A 5.0×101 kg sample of water absorbs 333 kJ of heat.
If the water was initially at 23.1 ∘C, what is its final temperature?
q = mass H2O x specific heat H2O x (Tfinal-Tinitial).
mass is 50 kg. Chane to g.
q = 333 kJ. Change to J.
Substitute into the equatiion and solve for Tfinal.
Specific heat H2O should be in units of J/g*C which is 4.184 J/g*C
Post your work if you get stuck.
To find the final temperature of the water, we need to use the equation:
Q = mcΔT
Where:
Q = heat absorbed or released by the substance (in joules)

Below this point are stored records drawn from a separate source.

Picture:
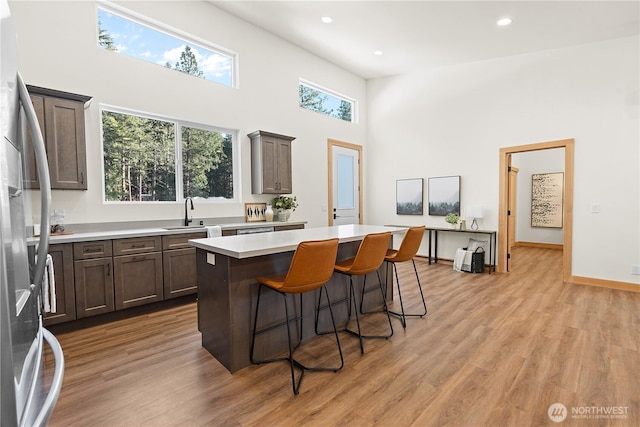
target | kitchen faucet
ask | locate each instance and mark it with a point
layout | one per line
(187, 220)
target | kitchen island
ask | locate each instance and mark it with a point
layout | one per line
(227, 268)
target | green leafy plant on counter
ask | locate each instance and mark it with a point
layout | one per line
(452, 219)
(285, 202)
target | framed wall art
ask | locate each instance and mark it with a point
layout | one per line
(547, 199)
(409, 196)
(444, 195)
(254, 212)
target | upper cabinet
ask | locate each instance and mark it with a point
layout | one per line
(270, 163)
(61, 118)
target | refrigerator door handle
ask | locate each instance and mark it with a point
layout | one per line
(56, 383)
(45, 183)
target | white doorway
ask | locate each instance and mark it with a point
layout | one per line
(345, 176)
(503, 210)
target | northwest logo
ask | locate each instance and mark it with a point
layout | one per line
(557, 412)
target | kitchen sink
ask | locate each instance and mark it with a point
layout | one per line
(184, 227)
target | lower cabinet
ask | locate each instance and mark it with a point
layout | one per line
(98, 277)
(93, 272)
(62, 256)
(179, 265)
(138, 279)
(180, 276)
(94, 286)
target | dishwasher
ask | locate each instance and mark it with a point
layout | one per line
(255, 230)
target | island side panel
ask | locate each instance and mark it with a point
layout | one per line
(227, 296)
(213, 306)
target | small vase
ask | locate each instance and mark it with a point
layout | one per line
(268, 214)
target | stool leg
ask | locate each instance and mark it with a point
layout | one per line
(384, 302)
(403, 316)
(255, 325)
(424, 304)
(355, 309)
(296, 386)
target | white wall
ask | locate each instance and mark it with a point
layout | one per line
(529, 163)
(58, 49)
(453, 121)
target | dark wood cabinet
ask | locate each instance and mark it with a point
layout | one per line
(62, 256)
(93, 272)
(179, 265)
(94, 286)
(138, 279)
(61, 118)
(270, 163)
(137, 266)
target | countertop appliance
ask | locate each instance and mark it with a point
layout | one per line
(25, 399)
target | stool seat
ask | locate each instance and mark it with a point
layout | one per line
(311, 267)
(368, 259)
(407, 251)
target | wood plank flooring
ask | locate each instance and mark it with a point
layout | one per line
(494, 350)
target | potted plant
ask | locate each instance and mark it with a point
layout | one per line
(285, 205)
(452, 219)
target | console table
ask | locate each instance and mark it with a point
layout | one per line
(492, 242)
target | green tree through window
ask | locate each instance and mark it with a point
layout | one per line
(315, 99)
(140, 161)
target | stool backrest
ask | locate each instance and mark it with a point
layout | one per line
(410, 244)
(311, 266)
(371, 253)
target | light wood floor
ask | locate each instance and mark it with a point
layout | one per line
(494, 350)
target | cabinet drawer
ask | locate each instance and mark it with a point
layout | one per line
(180, 241)
(137, 245)
(89, 250)
(137, 279)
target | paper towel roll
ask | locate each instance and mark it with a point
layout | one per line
(214, 231)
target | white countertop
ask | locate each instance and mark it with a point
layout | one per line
(87, 236)
(247, 246)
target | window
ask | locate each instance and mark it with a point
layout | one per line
(314, 98)
(154, 159)
(121, 32)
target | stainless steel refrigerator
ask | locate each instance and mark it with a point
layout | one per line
(27, 399)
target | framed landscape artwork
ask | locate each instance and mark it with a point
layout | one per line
(547, 197)
(409, 196)
(444, 195)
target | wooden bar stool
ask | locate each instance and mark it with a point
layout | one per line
(311, 267)
(407, 251)
(368, 259)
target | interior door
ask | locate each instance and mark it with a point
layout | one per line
(345, 188)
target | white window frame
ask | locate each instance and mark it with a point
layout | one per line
(353, 101)
(153, 24)
(235, 156)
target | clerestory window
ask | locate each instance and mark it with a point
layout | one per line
(149, 158)
(133, 35)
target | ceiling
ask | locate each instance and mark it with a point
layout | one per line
(421, 34)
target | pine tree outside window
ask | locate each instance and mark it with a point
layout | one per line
(153, 159)
(315, 98)
(127, 33)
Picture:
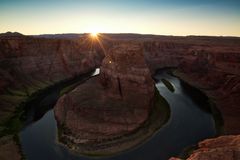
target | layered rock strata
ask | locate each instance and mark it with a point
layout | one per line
(224, 148)
(100, 116)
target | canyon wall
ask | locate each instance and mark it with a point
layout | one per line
(29, 64)
(97, 116)
(210, 64)
(224, 148)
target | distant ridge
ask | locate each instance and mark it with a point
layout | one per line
(11, 34)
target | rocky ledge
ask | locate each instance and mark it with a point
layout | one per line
(113, 111)
(224, 148)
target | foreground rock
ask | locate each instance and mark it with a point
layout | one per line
(224, 148)
(103, 115)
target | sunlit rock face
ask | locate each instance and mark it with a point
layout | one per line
(124, 74)
(98, 113)
(29, 64)
(224, 148)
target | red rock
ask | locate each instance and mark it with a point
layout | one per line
(224, 148)
(110, 106)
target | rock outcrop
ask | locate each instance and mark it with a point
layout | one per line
(29, 64)
(97, 116)
(224, 148)
(212, 64)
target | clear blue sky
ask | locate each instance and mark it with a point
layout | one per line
(165, 17)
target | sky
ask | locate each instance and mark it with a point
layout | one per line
(161, 17)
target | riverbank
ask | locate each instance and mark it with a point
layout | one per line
(10, 127)
(118, 143)
(197, 93)
(197, 90)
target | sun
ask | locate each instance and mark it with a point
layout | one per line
(94, 34)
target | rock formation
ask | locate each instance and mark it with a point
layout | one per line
(97, 116)
(28, 64)
(224, 148)
(212, 64)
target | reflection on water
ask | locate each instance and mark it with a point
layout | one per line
(187, 125)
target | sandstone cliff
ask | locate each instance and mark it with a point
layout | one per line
(212, 64)
(97, 116)
(29, 64)
(224, 148)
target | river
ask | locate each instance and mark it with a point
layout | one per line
(187, 125)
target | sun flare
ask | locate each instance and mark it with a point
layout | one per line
(94, 34)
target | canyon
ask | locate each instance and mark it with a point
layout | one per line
(29, 64)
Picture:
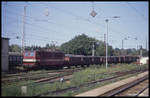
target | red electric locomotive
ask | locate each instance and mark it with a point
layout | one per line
(43, 58)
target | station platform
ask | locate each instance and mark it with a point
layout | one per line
(145, 93)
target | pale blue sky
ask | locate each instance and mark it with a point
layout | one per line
(68, 19)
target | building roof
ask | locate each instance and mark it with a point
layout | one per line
(3, 38)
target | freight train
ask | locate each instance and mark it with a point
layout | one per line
(15, 59)
(47, 59)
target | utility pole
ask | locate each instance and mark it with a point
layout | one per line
(104, 38)
(106, 41)
(141, 51)
(122, 47)
(93, 50)
(146, 44)
(23, 34)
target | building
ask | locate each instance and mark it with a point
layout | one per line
(4, 56)
(144, 60)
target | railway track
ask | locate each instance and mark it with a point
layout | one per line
(130, 89)
(74, 88)
(37, 76)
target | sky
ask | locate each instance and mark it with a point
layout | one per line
(59, 22)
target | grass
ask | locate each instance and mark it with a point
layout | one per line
(81, 77)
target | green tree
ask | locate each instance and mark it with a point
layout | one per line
(83, 45)
(14, 48)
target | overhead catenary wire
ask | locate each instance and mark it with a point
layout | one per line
(136, 11)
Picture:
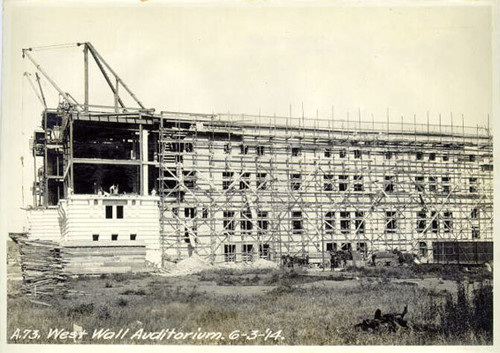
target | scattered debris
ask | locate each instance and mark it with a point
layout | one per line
(39, 302)
(390, 322)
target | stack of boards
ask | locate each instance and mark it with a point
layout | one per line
(105, 257)
(42, 267)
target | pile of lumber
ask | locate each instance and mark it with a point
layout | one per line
(92, 258)
(42, 268)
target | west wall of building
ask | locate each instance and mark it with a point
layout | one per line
(447, 178)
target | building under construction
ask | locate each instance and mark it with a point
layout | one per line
(235, 188)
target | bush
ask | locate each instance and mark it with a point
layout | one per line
(122, 302)
(464, 316)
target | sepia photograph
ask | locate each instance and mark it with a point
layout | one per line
(249, 173)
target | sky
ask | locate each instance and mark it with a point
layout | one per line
(250, 58)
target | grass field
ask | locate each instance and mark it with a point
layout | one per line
(287, 307)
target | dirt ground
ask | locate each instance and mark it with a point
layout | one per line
(281, 306)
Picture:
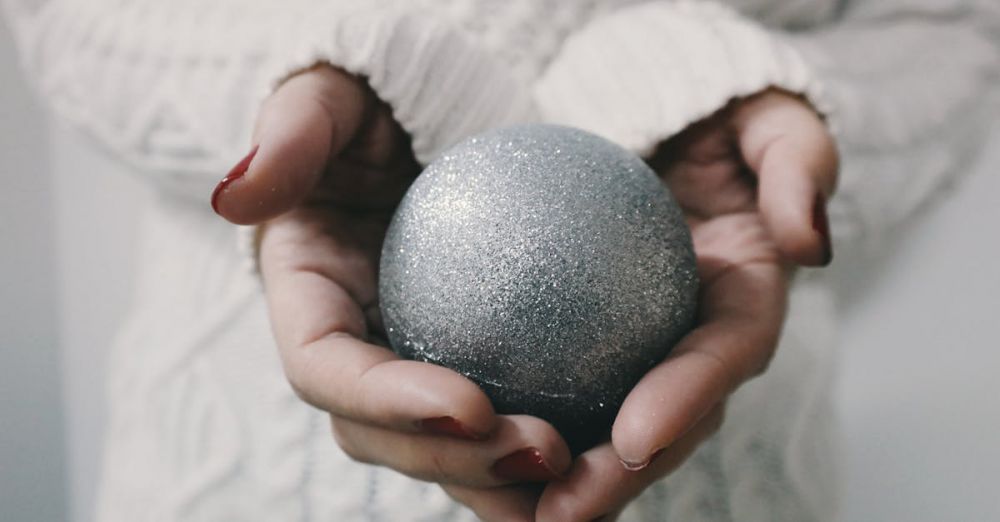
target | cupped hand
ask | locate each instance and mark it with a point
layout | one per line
(328, 166)
(752, 180)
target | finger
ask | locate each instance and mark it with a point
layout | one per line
(500, 504)
(787, 144)
(598, 486)
(742, 311)
(319, 326)
(312, 116)
(522, 449)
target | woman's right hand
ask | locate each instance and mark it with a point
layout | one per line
(329, 167)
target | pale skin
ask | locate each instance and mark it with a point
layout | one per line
(330, 167)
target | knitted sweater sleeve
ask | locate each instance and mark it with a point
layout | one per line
(903, 83)
(173, 87)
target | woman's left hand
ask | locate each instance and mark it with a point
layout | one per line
(753, 181)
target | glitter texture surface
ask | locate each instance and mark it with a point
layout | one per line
(548, 265)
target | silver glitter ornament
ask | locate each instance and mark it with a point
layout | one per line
(548, 265)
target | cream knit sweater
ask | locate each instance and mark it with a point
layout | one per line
(203, 425)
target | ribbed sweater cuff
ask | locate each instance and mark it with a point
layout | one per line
(644, 73)
(441, 86)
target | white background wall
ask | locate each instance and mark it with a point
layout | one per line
(32, 467)
(919, 393)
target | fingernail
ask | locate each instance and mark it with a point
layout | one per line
(450, 427)
(641, 465)
(236, 173)
(524, 465)
(821, 225)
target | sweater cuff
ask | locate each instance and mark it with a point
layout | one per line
(441, 85)
(644, 73)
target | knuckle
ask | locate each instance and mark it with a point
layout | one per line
(347, 443)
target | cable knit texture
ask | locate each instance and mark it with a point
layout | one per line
(203, 424)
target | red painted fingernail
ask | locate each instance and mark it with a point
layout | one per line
(236, 173)
(524, 465)
(450, 427)
(821, 225)
(639, 466)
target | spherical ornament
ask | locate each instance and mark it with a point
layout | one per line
(548, 265)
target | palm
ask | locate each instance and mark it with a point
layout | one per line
(739, 262)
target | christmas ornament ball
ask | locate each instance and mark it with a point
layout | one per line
(548, 265)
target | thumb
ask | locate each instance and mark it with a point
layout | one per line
(789, 148)
(309, 118)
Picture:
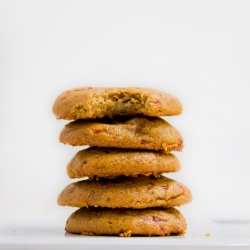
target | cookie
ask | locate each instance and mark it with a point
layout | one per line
(126, 222)
(92, 102)
(113, 162)
(139, 133)
(126, 192)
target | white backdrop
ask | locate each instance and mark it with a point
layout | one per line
(196, 50)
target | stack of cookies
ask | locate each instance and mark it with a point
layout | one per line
(125, 192)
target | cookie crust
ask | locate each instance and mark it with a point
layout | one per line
(126, 192)
(96, 162)
(151, 133)
(126, 222)
(97, 102)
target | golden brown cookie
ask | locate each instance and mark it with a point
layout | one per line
(151, 133)
(113, 162)
(93, 102)
(126, 222)
(126, 192)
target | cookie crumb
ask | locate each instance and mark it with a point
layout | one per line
(87, 233)
(126, 234)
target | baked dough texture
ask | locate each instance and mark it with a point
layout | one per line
(151, 133)
(94, 102)
(126, 192)
(126, 222)
(96, 162)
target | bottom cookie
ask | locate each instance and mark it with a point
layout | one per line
(126, 222)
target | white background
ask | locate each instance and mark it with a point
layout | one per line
(198, 51)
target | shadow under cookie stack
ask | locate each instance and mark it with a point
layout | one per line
(125, 192)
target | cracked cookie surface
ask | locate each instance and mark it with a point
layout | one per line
(126, 222)
(96, 162)
(126, 192)
(151, 133)
(94, 102)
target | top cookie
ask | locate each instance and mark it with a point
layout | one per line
(94, 102)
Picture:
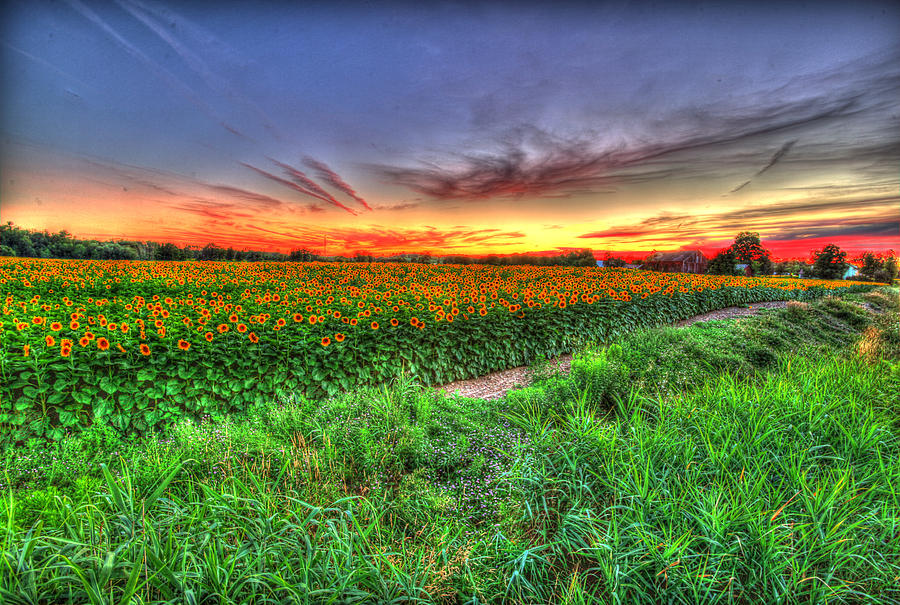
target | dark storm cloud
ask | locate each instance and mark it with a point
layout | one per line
(888, 228)
(530, 161)
(384, 238)
(781, 221)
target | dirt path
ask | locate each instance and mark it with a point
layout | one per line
(497, 384)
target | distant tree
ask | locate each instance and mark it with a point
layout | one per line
(871, 264)
(789, 267)
(169, 251)
(612, 261)
(212, 252)
(746, 249)
(888, 271)
(722, 263)
(749, 249)
(303, 255)
(829, 262)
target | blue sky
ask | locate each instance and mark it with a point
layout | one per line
(464, 127)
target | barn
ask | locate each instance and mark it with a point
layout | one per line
(680, 261)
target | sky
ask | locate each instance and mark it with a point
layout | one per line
(454, 128)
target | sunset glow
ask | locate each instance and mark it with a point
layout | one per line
(454, 129)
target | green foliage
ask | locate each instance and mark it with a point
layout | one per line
(46, 394)
(746, 249)
(829, 262)
(733, 490)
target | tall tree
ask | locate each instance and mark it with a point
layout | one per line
(748, 249)
(829, 263)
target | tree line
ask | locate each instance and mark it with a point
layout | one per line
(15, 241)
(747, 255)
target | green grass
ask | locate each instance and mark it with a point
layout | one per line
(675, 466)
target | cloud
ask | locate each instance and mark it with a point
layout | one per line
(250, 196)
(886, 228)
(302, 178)
(398, 206)
(325, 173)
(388, 240)
(778, 155)
(779, 221)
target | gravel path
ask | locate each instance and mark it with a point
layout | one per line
(497, 384)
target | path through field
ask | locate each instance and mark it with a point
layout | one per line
(497, 384)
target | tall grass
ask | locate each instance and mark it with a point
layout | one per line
(778, 486)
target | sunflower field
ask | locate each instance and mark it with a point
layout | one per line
(138, 344)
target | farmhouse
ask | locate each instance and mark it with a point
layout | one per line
(680, 261)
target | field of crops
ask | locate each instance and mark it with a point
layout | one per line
(136, 344)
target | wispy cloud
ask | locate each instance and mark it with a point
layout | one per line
(332, 178)
(528, 161)
(778, 155)
(325, 196)
(779, 221)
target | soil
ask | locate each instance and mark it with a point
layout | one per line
(497, 384)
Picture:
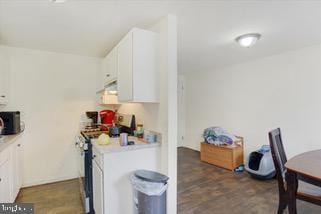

m = mass of the substance (in kg)
c = specific heat capacity of the substance (in J/kg°C)
ΔT = change in temperature (in °C)
In this case, we're given:
Q = 333 kJ = 333,000 J
m = 5.0 × 10^1 kg
c = specific heat capacity of water = 4.18 kJ/kg°C = 4,180 J/kg°C
ΔT = final temperature - initial temperature
We want to find the final temperature, so we rearrange the equation:
ΔT = Q / (mc)
Now we can substitute the given values:
ΔT = 333,000 J / (5.0 × 10^1 kg * 4,180 J/kg°C)
Calculating the right side of the equation yields:
ΔT ≈ 15.9 °C
Finally, we add the change in temperature to the initial temperature to find the final temperature:
Final temperature = Initial temperature + ΔT
Final temperature ≈ 23.1 °C + 15.9 °C
Final temperature ≈ 39.0 °C
Therefore, the final temperature of the water is approximately 39.0 °C.